Miami beach si può vivere di giorno e di notte e le due sue due vite sono molto diverse!
Di giorno è una località di mare piena di bei negozi, ristoranti costosi, hotel con parecchie stelle, una splendida spiaggia, ecc…
Ma la notte… Beh la notte di Miami va vissuta… Non si può raccontare!
Al suono della sveglia stamattina tutti i buoni propositi di visitare il downtown sono sprofondati nel cuscino! Quando ho riaperto gli occhi erano le 15 passate… Urka!
William, il mio compagno di stanza inglese dorme ancora e del ragazzo israeliano che divide con me il letto a castello non vi è traccia!
Apro la porta e trovo immerso nella lettura il mio amico tedesco, il cielo è plumbeo e tira un forte vento dal mare ma decidiamo di andare lo stesso in spiaggia… Non possiamo perderci l’ultimo giorno di Miami beach!
L’oceano è alquanto agitato e sulle torrette sventolano bandiere gialle… Ma noi siamo provetti nuotatori quindi dopo 2 minuti siamo già in acqua che, come sempre, è tieida e piacevole!

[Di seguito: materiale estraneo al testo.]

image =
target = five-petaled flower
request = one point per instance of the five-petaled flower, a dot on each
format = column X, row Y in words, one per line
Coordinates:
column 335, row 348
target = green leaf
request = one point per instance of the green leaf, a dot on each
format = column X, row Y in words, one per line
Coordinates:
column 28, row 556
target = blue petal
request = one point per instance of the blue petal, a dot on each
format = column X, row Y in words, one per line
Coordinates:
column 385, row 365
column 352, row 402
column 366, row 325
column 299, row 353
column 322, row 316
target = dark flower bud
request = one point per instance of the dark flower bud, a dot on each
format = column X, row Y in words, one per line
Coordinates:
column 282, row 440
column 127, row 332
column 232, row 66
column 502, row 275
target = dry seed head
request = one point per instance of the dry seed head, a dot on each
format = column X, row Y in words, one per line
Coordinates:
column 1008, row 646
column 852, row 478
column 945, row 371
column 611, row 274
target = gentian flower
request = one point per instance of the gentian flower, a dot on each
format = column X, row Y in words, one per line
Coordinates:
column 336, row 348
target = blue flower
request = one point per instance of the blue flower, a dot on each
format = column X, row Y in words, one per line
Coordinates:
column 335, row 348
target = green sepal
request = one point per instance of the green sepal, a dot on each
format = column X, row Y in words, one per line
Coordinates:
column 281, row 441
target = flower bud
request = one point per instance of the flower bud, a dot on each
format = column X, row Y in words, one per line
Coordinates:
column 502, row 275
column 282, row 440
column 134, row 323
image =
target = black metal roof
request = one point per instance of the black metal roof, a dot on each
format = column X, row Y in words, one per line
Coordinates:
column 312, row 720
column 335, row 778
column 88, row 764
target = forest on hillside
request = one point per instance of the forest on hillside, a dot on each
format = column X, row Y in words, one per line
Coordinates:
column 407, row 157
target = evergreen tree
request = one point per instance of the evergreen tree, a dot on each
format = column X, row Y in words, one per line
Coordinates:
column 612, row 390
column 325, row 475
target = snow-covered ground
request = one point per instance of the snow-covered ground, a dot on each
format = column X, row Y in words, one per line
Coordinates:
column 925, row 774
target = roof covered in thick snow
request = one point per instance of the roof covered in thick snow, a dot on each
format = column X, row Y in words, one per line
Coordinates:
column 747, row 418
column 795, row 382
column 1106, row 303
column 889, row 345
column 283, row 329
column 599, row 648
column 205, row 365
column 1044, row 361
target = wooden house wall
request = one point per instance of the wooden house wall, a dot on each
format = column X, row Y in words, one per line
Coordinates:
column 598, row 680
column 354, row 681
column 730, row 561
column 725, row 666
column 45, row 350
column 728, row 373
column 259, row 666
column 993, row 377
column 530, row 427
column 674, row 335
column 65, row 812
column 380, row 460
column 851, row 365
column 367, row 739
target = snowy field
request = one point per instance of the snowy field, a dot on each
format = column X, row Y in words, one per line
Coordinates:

È una di quelle classiche giornate senza sole in cui in spiaggia si sta da dio, non c’è tanta gente, non c’è caldo e puoi semplicemente stare sdraiato a sentire il baccano delle onde mentre i gabbiani ti volano sulla testa!
Dopo un po di relax decidiamo di fare una passeggiata sulla spiaggia… Solo così ti rendi conto di quanto è lunga… Uff, non finisce mai!
Al ritorno dal mare, William si è svegliato e lo troviamo seduto fuori dalla stanza a disegnare… Mah! Anche se alla fine si rileverà un provetto disegnatore…
Del ragazzo israeliano non c’è ancora traccia ed iniziano a farsi avanti le ipotesi più disparate sulla sua sorte anche se, visto il piacente aspetto, siamo tutti alquanto persuasi che stia passando del piacevole tempo in una camera migliore di quella dell’ostello!
Il pomeriggio inizia seduti al tavolo con le immancabili birre… Piano piano, come per magia, la compagnia diventa sempre più numerosa!
Si uniscono prima Isabel (una simpatica ragazza tedesca di origine sud coreana), poi Marisa (altra ragazza tedesca), un simpatico signore spagnolo, e gente varia che viene e che va!!
Insomma tra una discussione e l’altra si sono fatte le 10 quando spunta il ragazzo israeliano… Ovviamente viene subito messo sotto torchio ma le nostre ipotesi si rivelano fatalmente errate!
La sera prima, tornando in ostello, camminava per strada totalmente ubriaco e a quanto pare, anche se lui nega, un po molesto! Fatto sta che è stato fermato, sbattuto faccia a terra e ammanettato dalla polizia di Miami!
E dopo aver passato una lunga giornata in cella ha dovuto pagare 1500euro per uscire, l’accusa era di comportamento molesto e resistenza all’arresto!! Poverino…
Dopo una veloce fetta di pizza la serata si è spostata in un simpatico club di Miami dove abbiamo giocato a biliardo e a calcio balilla sino a notte fonda tra di noi e con i tipi più disparati!
Per una serie di coincidenze… Il rientro in tarda nottata, il bucato da fare, il bagaglio da sistemare, l’ultimo autobus utile per l’aereoporto alle 6:20 (dopo sarei stato costretto a cambiare più bus!!) hanno fatto si che le mie povere membra non abbiano visto il letto…e sono cotto! Spero di poter chiudere occhio in aereo.
Partire è dura… La compagnia è stata davvero fantastica!
Mi consolo col fatto che anche il mio amico tedesco parte, william, dopo essere stato licenziato nell’irish pub dove lavorava, continuerà il suo anno sabatico in Colombia, Isabel va via dall’ostello e si trasferisce in appartamento visto che dovrà stare qui sino a dicembre per finire il suo corso di inglese, ecc… ecc…
Insomma tutti vanno e vengono e tutto dura solo per un paio di notti… Ma forse il fascino del viaggio sta proprio in questo!